Wind Turbine Syndrome & the Brain, Dr. Nina Pierpont

First International Symposium on the Global Wind Industry and Adverse Health Effects: Loss of Social Justice?
Keynote address by Dr. Nina Pierpont, MD, PhD

Picton, Ontario, Canada, October 30, 2010.

The latest research, as discussed below, suggests the following mechanism for Wind Turbine Syndrome: air-borne or body-borne low-frequency sound directly stimulates the inner ear, with physiologic responses of both cochlea (hearing organ) and otolith organs (saccule and utricle—organs of balance and motion detection).

Research has now proved conclusively that physiologic responses in the cochlea suppress the hearing response to low-frequency sound but still send signals to the brain, signals whose function is, at present, mostly unknown.

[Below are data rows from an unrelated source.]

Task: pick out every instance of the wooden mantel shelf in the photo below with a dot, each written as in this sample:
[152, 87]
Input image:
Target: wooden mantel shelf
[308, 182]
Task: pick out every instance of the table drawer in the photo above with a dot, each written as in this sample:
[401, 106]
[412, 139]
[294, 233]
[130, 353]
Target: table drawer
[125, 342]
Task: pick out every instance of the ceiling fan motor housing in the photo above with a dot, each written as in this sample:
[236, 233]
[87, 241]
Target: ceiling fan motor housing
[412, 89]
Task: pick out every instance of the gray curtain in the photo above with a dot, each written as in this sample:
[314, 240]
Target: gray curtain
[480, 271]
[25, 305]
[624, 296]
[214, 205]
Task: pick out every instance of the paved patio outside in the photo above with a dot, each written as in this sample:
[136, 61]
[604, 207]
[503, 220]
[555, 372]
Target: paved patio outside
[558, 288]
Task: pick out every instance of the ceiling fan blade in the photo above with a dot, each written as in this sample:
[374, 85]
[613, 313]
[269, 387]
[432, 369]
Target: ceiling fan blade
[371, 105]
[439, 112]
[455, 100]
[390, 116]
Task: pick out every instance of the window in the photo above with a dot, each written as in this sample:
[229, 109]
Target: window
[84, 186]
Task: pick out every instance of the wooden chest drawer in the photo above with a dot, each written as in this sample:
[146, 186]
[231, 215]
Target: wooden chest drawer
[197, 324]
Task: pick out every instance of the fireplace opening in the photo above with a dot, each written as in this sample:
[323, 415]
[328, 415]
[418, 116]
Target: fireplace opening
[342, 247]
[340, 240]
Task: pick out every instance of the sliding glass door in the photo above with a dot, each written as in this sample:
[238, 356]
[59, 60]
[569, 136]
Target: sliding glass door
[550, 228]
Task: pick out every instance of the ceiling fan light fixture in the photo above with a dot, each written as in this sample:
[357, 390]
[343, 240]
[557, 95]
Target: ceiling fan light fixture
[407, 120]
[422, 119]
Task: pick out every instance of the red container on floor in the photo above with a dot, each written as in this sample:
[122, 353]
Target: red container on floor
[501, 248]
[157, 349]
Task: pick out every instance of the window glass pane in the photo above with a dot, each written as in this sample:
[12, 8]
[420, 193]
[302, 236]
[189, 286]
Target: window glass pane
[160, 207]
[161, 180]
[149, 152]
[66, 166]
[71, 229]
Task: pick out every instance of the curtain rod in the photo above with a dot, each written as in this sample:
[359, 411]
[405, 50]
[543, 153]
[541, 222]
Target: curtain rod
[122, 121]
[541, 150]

The physiologic response of the cochlea to turbine noise is also a trigger for tinnitus and the brain-cell-level reorganization that tinnitus represents—reorganization that can have an impact on language processing and the profound learning processes related to language processing.

New research also demonstrates that the “motion-detecting” otolith organs of mammals also respond to air-borne low-frequency sound.

Physiologic responses and signals from the otolith organs are known to generate a wide range of brain responses, including dizziness and nausea (seasickness, even without the movement), fear and alerting (startle, wakefulness), and difficulties with visually-based problem-solving.

Increased alerting in the presence of wind turbine noise disturbs sleep, even when people do not recall being awakened. A population-level survey in Maine now shows clear disturbances of sleep and mental wellbeing out to 1400 m (4600 ft) from turbines, with diminishing effects out to 5 km (3 miles).